Quaniet Richards, the head of institutional at Nedgroup Investments, said reducing or eliminating risk in retirement funds has become almost an overriding concern for retirement fund trustees.

“With the flat yield curve, low inflation and steady cash yields, it makes absolute sense for a higher cash weighting, as this will not compromise retirement fund returns, but will certainly improve the quality of returns.”

Segar said that, given the current yield on cash, increasing the allocation to cash not only serves as a valuable tool to lower risk, but it also contributes to delivering real returns.

He said the more cash in a retirement fund, the lower the overall risk of the fund.

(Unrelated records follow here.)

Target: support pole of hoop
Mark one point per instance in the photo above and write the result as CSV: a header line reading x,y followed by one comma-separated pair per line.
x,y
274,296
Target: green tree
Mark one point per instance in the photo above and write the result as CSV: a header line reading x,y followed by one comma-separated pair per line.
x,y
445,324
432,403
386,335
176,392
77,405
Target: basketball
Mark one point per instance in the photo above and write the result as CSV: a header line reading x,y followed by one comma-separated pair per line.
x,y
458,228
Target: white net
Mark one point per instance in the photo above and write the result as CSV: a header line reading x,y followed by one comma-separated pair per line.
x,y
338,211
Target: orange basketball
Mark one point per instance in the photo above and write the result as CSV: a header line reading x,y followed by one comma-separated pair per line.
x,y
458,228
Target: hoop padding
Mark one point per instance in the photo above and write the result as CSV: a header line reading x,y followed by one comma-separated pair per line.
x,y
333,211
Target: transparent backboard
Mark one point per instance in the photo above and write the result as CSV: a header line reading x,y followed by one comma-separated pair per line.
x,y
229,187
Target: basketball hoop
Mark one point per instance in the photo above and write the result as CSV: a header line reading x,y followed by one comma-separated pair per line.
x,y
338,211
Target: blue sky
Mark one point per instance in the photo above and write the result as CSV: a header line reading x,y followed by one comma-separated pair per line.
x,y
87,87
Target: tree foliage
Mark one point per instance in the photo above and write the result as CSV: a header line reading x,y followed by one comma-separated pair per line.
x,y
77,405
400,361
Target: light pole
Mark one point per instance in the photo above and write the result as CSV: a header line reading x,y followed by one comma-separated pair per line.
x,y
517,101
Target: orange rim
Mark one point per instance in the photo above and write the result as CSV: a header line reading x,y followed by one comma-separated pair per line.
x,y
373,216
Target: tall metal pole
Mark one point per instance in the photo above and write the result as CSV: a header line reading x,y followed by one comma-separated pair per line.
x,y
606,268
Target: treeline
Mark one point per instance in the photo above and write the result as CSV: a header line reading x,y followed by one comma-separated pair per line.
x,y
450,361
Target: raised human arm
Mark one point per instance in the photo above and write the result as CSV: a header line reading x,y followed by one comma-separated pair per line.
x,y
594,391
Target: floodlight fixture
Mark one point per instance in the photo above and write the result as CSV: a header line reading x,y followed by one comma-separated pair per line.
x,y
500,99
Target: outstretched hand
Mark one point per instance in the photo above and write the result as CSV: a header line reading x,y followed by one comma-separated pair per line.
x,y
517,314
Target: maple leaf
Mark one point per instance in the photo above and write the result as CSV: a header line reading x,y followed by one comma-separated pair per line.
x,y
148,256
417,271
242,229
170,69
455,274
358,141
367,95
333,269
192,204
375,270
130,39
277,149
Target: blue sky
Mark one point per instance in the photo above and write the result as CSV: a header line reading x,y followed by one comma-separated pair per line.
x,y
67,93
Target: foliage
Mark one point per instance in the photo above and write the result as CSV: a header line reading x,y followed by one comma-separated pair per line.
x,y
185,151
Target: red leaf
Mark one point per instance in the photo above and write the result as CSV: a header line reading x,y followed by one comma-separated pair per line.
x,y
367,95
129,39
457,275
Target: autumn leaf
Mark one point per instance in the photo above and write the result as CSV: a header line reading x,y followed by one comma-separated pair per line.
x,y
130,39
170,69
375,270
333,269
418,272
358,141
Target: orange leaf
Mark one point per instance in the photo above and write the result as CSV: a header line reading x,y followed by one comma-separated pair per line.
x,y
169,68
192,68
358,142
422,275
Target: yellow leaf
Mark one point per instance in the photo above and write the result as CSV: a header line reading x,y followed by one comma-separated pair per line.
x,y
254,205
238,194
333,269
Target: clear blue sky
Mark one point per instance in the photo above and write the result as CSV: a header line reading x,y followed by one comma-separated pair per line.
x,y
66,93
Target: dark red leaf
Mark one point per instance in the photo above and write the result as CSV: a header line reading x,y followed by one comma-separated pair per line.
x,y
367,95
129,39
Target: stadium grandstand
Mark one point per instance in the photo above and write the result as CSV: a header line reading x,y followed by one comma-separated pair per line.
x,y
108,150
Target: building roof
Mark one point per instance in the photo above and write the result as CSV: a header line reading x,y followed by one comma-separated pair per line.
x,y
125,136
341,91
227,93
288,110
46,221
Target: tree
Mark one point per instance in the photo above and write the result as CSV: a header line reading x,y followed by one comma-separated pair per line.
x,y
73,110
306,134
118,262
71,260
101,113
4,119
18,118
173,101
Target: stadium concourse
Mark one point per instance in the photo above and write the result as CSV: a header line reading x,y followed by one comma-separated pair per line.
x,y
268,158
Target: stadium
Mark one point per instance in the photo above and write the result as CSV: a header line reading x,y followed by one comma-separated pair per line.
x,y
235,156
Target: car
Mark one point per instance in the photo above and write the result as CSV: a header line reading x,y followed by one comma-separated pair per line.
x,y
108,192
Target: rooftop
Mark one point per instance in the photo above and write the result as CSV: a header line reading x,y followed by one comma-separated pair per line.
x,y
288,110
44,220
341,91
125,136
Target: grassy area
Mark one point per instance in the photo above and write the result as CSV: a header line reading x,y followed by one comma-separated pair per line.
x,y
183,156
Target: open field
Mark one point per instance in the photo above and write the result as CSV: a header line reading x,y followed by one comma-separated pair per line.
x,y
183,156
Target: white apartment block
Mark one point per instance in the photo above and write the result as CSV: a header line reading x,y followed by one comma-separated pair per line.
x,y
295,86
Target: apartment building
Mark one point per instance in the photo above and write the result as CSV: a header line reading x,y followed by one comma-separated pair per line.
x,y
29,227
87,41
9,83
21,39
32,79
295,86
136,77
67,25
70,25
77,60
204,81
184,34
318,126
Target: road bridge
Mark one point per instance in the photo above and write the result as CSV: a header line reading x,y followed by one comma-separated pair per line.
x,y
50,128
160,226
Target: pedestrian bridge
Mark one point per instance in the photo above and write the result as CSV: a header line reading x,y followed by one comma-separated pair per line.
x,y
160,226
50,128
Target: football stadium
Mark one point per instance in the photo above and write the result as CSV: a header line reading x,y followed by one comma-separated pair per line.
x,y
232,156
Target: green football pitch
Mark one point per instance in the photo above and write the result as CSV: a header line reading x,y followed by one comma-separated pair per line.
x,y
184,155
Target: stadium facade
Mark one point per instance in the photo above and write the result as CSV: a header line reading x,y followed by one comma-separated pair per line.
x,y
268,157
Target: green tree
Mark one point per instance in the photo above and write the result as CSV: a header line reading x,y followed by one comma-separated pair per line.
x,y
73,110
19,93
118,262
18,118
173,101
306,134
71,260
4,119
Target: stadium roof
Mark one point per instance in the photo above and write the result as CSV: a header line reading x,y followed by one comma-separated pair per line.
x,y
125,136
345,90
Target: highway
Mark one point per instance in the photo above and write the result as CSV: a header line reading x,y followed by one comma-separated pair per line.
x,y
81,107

“Furthermore, the liquidity of the cash allocation provides trustees with the flexibility to remain nimble in the current challenging environment and to easily and efficiently deploy the cash to other asset classes as the opportunities arise.”

Segar said the high real returns from cash reduce the potential “opportunity cost” of having a large cash allocation, as opposed to being invested in a higher-risk asset class. With risk a big concern for trustees, the opportunity cost is less of an issue.

He said a higher allocation to cash enables trustees to reassure members that a return of 3% above inflation is locked in on the cash portion of the fund, provided interest rates remain stable. The additional benefits are liquidity and not exposing members to additional risk.

He added that the growing number of money market funds that comply with regulation 28 of the Pension Funds Act (which governs retirement fund investments) are the ideal place for retirement funds to “park” or invest their cash.

“A money market unit trust fund is the ideal vehicle for a retirement fund to use as the cash building block in a retirement fund. These highly regulated investment vehicles offer the yields of fixed deposits, full liquidity, convenience and diversification, and are typically managed by specialists with large benefits of scale.”